In der Bundesliga verteidigte der BVB von Spieltag zu Spieltag die Tabellenspitze, allerdings manchmal eher schlecht als recht. Angstgegner Rostock gewann im Westfalenstadion mit 2:1, Punktverluste in Kaiserslautern und Mönchengladbach taten ihr übriges. Aber auch der große Konkurrent aus München, bei dem das Medien-Theater zwischen „Kaiser Franz“ und Otto Rehhagel bereits im vollen Gange war, verlor wertvolle Punkte und blieb dadurch stets auf Abstand.

Ausgerechnet beim Tabellenvierten VfB Stuttgart gelang dem BVB der ersehnte Befreiungsschlag; in einem Match, das jeder, der dabei gewesen ist, bis heute nicht vergessen hat. „Chapuisat ist wieder da“, skandierten die 5.000 mitgereisten Fans im Gottlieb-Daimler-Stadion und warfen immer wieder einen verzückten Blick in Richtung Anzeigentafel, auf der ein 0:5 erstrahlte. Der Schweizer, der nach seinem Kreuzbandriss lange Probleme hatte, an seine alte Form anzuknüpfen, trug sich an diesem Samstagabend zweifach in die Torschützenliste ein, und der Privatsender Sat.1 durfte sich selbst auf die Schulter klopfen, denn er hatte mit der ersten Live-Übertragung an diesem ungewohnten Termin einen Volltreffer gelandet.

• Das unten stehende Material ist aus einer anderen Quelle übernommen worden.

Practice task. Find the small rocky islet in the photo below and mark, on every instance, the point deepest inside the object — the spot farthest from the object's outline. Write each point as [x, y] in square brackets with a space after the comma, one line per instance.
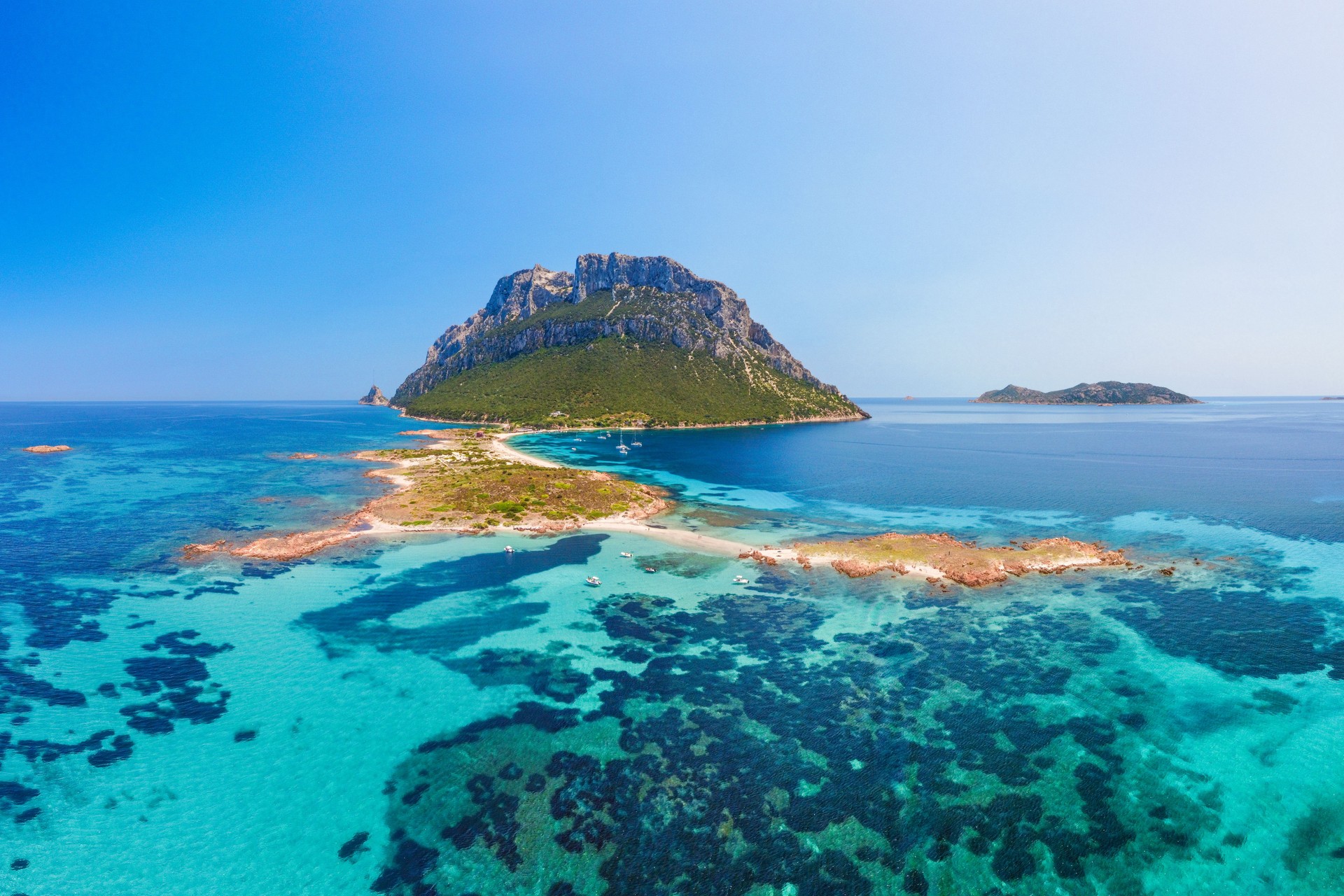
[1102, 393]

Im März das Siegen verlernt

Gleich sechs dieser Volltreffer gelangen dem BVB gegen die Frankfurter Eintracht, und Trainer Hitzfeld orakelte: „Die Mannschaft hat gezeigt, was in ihr steckt. Ich freue mich auf München.“ Die Wirklichkeit sah anschließend bitterer aus als die süße Vorfreude. „Noch nie haben die Bayern in einem Heimspiel den Schlusspfiff so herbeigesehnt“, stieg in Dr. Gerd Niebaum anschließend der Frust auf. Mehmet Scholls Tor konnten die Dortmunder nicht egalisieren, zumal als unerfreuliche Randerscheinung noch das Volksstück „Jagdszenen im Olympiastadion“ aufgeführt wurde. In der Hautrolle der Torschütze, der Stéphane Chapuisat ungestraft per Faustschlag niederstreckte.

Der hatte bei allen Dortmundern wohl seine Nachwirkungen hinterlassen, das Siegen hatten sie verlernt. Es folgten Wochen, in denen beide Spitzenvereine unfähig waren, entscheidend zu punkten. Der BVB hangelte sich von Unentschieden zu Unentschieden, während das „Dream-Team“ aus München Niederlage um Niederlage kassierte. Als Ende April Hansa Rostock im Olympiastadion mit 1:0 gewann, musste Rehhagel seinen Trainerstuhl vorzeitig räumen. Nun wollte es der Kaiser wieder selbst richten. Und zumindest die Borussen taten alles dafür, dass es gelingen konnte.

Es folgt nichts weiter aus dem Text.